Het is echter nog te vroeg om te kiezen voor een specifieke technologie voor zero-emissie (zwaar) transport. Daarnaast wijzen de onderzoekers op diverse uitdagingen op technisch, economisch en organisatorisch vlak. Zo vormen de belangrijkste uitdagingen onder meer de technische mogelijkheden om hoge vermogens op snelheid te laten, de betrouwbaarheid van de diverse technieken en de impact er van wegontwerp en – inrichting met het oog op de doorstroming en veiligheid. Verder zijn er economische uitdagingen. Bijvoorbeeld het realiseren van concurrerende business cases ten behoeve van alternatieve technieken en financiering van investeringen in energie-infrastructuur. Vooral de (semi-)overheid zou bij laatstgenoemde punt een rol moeten spelen.
Verder moet in Europa meer worden samengewerkt op organisatorisch vlak en met het oog op standaardisatie. Ook moet gezorgd worden voor een goede governance structuur en marktregulering, volgens de onderzoekers een belangrijke uitdaging. Vooral de overheid dient daarbij te zorgen voor betrouwbare, betaalbare en toegankelijke dienstverlening. Dit betekent niet dat alles in overheidshanden moet zijn, maar dat enkele zaken moeten worden gereguleerd om investeringen vanuit de markt mogelijk te maken.
Aanbevelingen aan Rijkswaterstaat
Het rapport sluit af met enkele aanbevelingen aan Rijkswaterstaat. Ten eerste, in het licht van de vele vragen en onzekerheden die er nog bestaan, moet er een heldere visie ontwikkeld worden op de kansen voor dynamisch laden in Nederland om tot een strategie te kunnen komen. De aanpak van Trafikverket, de ‘Zweedse Rijkswaterstaat’, kan hierbij als voorbeeld dienen. Ten tweede, Rijkswaterstaat zou zich actief moeten verdiepen in de technische ontwikkelingen van de drie technologieën. Ten derde zal Rijkswaterstaat meer kennis moeten vergaren rondom de maatschappelijke kosten en baten van de diverse opties. Met het oog op kennis moeten ook de ontwikkelingen in andere gebieden binnen de transportmarkt nauw gevolgd worden.

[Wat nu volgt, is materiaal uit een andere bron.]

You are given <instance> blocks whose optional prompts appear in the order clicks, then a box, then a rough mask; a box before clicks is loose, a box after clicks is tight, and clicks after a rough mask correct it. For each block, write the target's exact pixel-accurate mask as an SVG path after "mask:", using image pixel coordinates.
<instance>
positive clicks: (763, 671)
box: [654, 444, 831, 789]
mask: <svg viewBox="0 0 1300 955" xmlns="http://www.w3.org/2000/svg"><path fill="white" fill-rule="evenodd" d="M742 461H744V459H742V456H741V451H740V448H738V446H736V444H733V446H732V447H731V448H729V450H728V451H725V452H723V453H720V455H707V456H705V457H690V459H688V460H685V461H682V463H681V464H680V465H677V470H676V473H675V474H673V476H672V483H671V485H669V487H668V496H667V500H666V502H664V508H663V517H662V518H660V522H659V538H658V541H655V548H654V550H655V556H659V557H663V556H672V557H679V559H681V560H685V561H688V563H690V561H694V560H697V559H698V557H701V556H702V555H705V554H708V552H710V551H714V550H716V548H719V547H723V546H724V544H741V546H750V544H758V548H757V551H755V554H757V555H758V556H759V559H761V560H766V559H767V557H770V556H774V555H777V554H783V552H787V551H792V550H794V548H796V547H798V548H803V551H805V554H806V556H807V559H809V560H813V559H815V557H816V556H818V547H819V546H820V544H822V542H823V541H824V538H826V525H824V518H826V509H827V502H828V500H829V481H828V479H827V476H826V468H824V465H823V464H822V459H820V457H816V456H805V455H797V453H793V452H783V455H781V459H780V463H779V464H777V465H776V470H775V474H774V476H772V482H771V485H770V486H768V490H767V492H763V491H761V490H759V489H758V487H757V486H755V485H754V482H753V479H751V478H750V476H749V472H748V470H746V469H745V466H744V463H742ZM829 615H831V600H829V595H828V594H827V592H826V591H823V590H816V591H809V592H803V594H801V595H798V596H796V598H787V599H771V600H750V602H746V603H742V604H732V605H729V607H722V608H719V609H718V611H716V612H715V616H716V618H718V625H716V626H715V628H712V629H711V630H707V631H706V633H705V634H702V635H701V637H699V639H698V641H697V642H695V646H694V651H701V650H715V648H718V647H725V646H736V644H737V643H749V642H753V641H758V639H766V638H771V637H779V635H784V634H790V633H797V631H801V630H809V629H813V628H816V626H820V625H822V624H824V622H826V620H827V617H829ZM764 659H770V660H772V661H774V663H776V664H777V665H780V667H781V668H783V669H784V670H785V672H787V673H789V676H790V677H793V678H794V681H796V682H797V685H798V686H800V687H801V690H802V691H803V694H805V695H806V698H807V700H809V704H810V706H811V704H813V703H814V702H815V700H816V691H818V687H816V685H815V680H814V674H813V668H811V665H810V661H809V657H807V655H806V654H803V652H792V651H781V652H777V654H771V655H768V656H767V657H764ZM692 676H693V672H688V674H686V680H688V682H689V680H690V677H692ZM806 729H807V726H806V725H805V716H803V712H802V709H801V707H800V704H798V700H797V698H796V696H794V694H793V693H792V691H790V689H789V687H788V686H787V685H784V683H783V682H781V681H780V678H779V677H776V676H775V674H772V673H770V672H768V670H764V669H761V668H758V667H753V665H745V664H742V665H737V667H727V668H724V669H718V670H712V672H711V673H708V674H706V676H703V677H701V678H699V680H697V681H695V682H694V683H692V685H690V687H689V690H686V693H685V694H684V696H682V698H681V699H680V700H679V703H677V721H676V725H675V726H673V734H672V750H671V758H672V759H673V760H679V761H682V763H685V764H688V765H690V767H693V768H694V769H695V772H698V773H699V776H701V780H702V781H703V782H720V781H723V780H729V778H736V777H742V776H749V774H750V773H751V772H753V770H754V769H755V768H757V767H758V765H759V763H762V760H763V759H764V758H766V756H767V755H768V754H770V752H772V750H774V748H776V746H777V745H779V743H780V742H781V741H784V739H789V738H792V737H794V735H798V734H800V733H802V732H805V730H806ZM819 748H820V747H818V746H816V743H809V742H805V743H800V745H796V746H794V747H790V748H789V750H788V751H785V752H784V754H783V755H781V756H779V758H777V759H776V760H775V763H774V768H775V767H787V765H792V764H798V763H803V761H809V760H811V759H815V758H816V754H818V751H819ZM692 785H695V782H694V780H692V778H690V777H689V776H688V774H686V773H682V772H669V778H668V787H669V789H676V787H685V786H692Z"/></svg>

Parallel hieraan moet de overheidsinstelling ook praktijkkennis opdoen, door te starten met pilots (prototype tests op beperkte schaal) om tot hun eigen bevindingen te komen. Om dat succesvol te kunnen doen moet het debat verder vormgegeven worden met een grotere groep stakeholders. Verder moet geprofiteerd worden van de kennis uit het bedrijfsleven, schrijven de onderzoekers. “Door op een dergelijke schaal de markt uit de dagen, wordt de ontwikkeling van dynamisch rijden binnen Nederland sterk versneld.” Tot slot adviseren de onderzoekers om te blijven letten op internationale standaarden. “Dynamisch laden is een internationale ontwikkeling. Het succes hiervan wordt mede bepaald door het tot stand komen van internationale standaarden.”
* Dat blijkt uit data van de Rijksdienst voor Ondernemend Nederland (RVO) in opdracht van het ministerie van Economische Zaken.